I'll say it again: they did it to avoid confusing school children.
This only makes matters worse then. All I can do is imagine the following conversation:
Johnnie: “Is Pluto a planet?”
Teacher: “It's a dwarf planet!”
Johnnie: “Cool!”
Two years later.
Johnnie: “My favourite planet is Pluto!”
Teacher: “Pluto is not a planet!”
Johnnie: “But you told me it is!”
Teacher: “No, I told you it is a dwarf planet!...”
Johnnie: “Isn't a dwarf planet a tiny planet?”
Teacher: “Yes.. No... Yes.. No... Um, yes... Um, no... Not really...”
Sort of a strawman you've introduced here, since most science teachers would (and do) answer that with a simple "yes." The GOOD ones will answer "Yes... but if you think about it, isn't a moon just a planet that orbits another planet?" and get a good classroom debate going.
The only teachers who will stumble over that issue are the ones who don't know what the fuck they're talking about and probably shouldn't be teaching science to begin with.
Only if you take the extra effort to MAKE it confusing. But that's been true of science since at least the bronze age.
My classmates used to complain for far smaller discrepancies, and some of them simply couldn't get their head around them.
And that proves what, exactly? My classmates used to complain about having to do homework on Fridays.
The confusion with respect to the number of objects in the Solar system has a single simple solution – create a detailed map of the Solar system and show it to the kids.
How detailed should it be? Should it show only the main eight planets plus the asteroid belt? Should it show the eight planets plus Ceres and the four Plutoids? Should it show all eight planets, plus their moons, plus the centaurs, plus the long period comets, plus the four Plutioids, plus the dozen or so dwarf planet candidates?
Children, like conservatives, do not react well to subtlety. All of us learned the BASIC categories first and were introduced to the subcategories and exceptions later, in high school and college. Most people stop learning after that, and apply those grammar school labels to what we read in the papers; it is for THEM that the labels were changed, to keep things simple and un-subtle. For everyone else, the difference between a planet and a dwarf planet is a discernible difference that exists among various OTHER categories: Trans-Neptunian Objects, Classical Kuiper Belt Objects, Non-Classical Kuiper Belt Objects, Dwarf Planet Candidates, etc etc (i.e. objects in space that can belong to MULTIPLE categories and may or mat not ALSO be dwarf planets).

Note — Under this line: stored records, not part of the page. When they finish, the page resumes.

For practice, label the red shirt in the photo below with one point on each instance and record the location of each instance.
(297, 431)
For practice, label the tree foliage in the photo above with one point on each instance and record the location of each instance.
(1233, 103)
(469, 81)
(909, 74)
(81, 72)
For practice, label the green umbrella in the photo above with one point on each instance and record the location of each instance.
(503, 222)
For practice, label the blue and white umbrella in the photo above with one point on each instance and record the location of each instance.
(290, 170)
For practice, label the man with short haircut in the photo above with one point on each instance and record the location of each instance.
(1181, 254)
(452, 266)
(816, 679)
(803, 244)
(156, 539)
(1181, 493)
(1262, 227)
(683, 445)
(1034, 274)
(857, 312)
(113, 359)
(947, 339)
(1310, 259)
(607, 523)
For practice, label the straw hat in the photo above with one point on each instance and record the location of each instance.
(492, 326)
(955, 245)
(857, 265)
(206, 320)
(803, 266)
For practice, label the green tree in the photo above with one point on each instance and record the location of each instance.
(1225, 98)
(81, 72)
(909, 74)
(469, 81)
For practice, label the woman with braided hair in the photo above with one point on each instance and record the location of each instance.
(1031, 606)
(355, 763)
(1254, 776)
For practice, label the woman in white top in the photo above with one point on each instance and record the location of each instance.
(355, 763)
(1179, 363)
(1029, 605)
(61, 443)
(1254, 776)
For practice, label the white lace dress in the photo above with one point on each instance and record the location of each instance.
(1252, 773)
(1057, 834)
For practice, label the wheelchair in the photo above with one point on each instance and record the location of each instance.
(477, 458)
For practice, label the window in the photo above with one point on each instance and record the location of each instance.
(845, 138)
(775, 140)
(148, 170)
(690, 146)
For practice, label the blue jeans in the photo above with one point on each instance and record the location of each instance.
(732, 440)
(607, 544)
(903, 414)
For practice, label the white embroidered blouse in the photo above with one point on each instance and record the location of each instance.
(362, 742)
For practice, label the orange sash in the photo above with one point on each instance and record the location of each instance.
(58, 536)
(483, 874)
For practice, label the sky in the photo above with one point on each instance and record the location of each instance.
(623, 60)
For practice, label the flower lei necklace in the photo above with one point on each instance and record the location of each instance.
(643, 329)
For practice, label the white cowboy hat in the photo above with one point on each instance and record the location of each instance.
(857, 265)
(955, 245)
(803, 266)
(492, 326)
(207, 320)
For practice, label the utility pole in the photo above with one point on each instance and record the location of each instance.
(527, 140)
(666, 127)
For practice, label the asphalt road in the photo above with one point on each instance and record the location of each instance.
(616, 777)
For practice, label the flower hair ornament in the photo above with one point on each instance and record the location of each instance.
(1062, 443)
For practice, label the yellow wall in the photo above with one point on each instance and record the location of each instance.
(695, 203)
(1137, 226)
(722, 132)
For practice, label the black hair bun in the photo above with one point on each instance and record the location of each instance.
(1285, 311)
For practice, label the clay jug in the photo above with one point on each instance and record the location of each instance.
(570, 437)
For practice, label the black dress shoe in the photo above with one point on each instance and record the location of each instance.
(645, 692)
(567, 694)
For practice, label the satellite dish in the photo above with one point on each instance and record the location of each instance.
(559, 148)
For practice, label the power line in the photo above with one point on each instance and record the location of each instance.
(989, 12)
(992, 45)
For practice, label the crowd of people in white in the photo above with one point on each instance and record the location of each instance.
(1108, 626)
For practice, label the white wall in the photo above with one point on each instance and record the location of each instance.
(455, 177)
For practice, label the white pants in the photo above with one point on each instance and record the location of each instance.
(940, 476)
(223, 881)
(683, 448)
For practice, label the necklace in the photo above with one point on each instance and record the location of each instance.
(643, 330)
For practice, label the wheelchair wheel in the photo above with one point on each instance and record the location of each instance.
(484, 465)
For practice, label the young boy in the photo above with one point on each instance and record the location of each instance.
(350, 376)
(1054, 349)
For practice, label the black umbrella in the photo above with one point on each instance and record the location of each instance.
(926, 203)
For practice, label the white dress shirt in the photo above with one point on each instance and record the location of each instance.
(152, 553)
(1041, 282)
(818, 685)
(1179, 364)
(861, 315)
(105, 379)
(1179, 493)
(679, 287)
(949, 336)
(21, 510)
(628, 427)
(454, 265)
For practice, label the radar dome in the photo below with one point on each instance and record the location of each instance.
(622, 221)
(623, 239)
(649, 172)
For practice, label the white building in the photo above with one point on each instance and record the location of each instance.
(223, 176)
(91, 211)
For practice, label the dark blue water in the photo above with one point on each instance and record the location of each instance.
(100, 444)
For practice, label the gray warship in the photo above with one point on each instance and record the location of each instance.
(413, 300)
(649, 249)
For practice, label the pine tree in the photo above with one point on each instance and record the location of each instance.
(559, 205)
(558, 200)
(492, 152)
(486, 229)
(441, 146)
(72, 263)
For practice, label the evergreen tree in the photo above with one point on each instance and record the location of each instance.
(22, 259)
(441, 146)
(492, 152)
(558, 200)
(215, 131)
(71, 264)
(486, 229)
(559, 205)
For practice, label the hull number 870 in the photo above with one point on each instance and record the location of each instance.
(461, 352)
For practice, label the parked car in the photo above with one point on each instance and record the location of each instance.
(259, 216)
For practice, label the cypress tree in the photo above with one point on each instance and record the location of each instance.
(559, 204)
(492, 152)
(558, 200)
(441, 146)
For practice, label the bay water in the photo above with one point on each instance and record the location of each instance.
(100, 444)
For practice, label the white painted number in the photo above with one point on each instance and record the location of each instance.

IOW: "Dwarf planet" is a general label that stupid people apply to a class of objects they don't have the time or patience to learn more about. The label applies because those objects--including Pluto--are unlike OTHER planets in a way that is meaningful to scientists, but general enough that you don't have to have a degree to understand why.
You can't really spare the kids from teaching them about those numerous objects
Correct. But at now you can put those various objects into a separate chapter called "Dwarf planets" and create another map that focusses on them specifically.
I'm just saying that you need to show these objects to the kids and focus on their physical characteristics as to why they are important...
Why ARE they important, exactly? And for which grade level?
I mean, if I were teaching a high school science class I would focus on Europa, Ceres and 64-Cybele, objects which are strongly believed to be largely composed of water and are significant in the debate about the origins of water--and therefore life--on Earth. The focus would be considerably different for lower grades, who may or may not know what an "asteroid" even is.